Выплеснувшийся из Кости эмоциональный заряд был так силен, что заразил и Марину; удивляясь себе, она заводилась все больше, стараясь, чтобы парню было хорошо, и сама испытывая давно забытое чувство острого, сладкого счастья, когда он со стонами, задыхаясь, изливал свою вспыхнувшую любовь.
Как и всякий городской парень, к восемнадцати годам Костя уже имел неплохой сексуальный опыт: девчонки из школы, Ленка, на которой Еремин даже собирался жениться. Однако то, что он испытал сегодня, не шло ни в какое сравнение с его прежними ощущениями. И Костя понял, что это и есть любовь. Другого объяснения происходящему он подобрать не мог.
– Ты знаешь, что означает Марина по-французски? – спросила девушка, отдыхая после очередного «захода»: ощутив азарт, она каждый раз кончала вместе с Костей, а пару раз ухитрилась и опередить его, не понимая, что это такое с ней происходит сегодня.
– Не-а… – выдохнул Костя.
– Марина по-французски – русалка! Вот я и есть русалочка! – объяснила девушка, глаза ее почему-то стали грустными. Русалочкой ее называла мама, школьная учительница из Вологды.
– Я тебя люблю, русалочка! – Костя крепко обнял девушку и вновь стал жадно целовать…
– Ну что там? – спросил Штурман у Болта, стоявшего в коридоре, недалеко от Костиной комнаты.
– Порядок, – коротко отрапортовал Болт.
– Ну вот и хорошо. – Авторитет грустно усмехнулся. Пусть хоть эту радость напоследок пацан поимеет…
Уходили в поход партизаны…
– Ну, что накопал? – Каменев был снова самим собой. Первый их разговор друг с другом после памятной телепередачи, состоявшийся два дня назад, свелся к серии междометий: оценка ситуации была единодушной, игра продолжается, без правил, первые ходы очевидны: узнать все, что можно, о противнике, его целях. Договорились, что серьезные обсуждения будут проходить только на квартире у Громова, в который раз проверенной на предмет «жучков».

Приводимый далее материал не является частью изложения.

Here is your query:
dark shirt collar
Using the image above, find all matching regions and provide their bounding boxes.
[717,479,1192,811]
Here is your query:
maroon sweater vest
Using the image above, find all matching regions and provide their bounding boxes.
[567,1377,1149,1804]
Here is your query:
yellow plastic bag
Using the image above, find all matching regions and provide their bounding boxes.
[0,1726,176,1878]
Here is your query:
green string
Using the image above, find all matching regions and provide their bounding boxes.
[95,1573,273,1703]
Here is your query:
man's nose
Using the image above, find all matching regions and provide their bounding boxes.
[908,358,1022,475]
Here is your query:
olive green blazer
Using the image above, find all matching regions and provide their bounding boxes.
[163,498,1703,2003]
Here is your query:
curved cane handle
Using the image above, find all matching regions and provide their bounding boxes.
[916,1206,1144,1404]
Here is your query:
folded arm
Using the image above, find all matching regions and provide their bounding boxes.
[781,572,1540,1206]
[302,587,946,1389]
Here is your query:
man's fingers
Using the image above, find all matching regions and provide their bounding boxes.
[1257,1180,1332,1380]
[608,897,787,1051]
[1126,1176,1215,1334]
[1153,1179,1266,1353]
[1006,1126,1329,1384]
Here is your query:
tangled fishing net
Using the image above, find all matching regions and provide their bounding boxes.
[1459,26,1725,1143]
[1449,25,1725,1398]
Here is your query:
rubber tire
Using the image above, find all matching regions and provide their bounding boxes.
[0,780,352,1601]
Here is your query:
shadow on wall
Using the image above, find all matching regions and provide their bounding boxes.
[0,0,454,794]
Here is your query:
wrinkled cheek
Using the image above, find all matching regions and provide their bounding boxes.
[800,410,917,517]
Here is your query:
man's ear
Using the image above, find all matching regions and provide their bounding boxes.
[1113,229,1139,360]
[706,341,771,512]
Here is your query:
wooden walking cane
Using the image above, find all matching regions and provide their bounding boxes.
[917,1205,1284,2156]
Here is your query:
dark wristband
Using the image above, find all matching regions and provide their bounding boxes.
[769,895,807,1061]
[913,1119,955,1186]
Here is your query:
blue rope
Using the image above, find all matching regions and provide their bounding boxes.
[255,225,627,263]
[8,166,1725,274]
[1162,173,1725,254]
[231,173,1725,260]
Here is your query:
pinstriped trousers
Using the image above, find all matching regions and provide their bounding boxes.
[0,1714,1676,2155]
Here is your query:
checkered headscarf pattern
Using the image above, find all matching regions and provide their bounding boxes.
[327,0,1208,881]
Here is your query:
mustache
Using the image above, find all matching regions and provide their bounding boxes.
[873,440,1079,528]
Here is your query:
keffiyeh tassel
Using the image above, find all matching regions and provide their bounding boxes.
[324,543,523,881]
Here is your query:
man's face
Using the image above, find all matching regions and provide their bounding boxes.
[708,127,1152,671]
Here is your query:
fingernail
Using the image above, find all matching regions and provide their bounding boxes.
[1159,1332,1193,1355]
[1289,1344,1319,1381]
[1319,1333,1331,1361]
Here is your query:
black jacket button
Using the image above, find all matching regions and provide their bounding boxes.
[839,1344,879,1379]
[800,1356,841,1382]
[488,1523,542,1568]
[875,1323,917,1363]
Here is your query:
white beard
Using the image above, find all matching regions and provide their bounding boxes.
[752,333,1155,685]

– Накопал пока немного, хотя на наживку хватит. – У Громова в ФСБ были неплохие связи, и, сославшись на рутинное задание начальства, он потихоньку стал выяснять историю расстрелянных Саней «съемщиков», не упоминая о Балашове. Информация о последнем всплывала сама собой.
– Получилось, как в твоем любимом фильме, – продолжал Громов, – стоило мне промолвить: «Гюльчатай, открой личико», а там под паранджой такой матерый волчара оказался… Вот тебе и банк «Юнитраст» – «Всеобщее доверие» в переводе на русский, между прочим. Этот «Юнитраст», оказывается, имеет службу безопасности, которая по численности, оснащенности и уровню подготовки персонала многократно превосходит номинальные потребности банка такого класса, да и вообще любого банка.
Громов отхлебнул кофе и хрустнул крекером.
– Из обрывочных упоминаний о Балашове получается вот что, – полковник подвинул Каменеву листок бумаги. Тот просмотрел, прочел внимательнее еще раз, взглянул на Громова и, получив молчаливое согласие, поджег листок зажигалкой.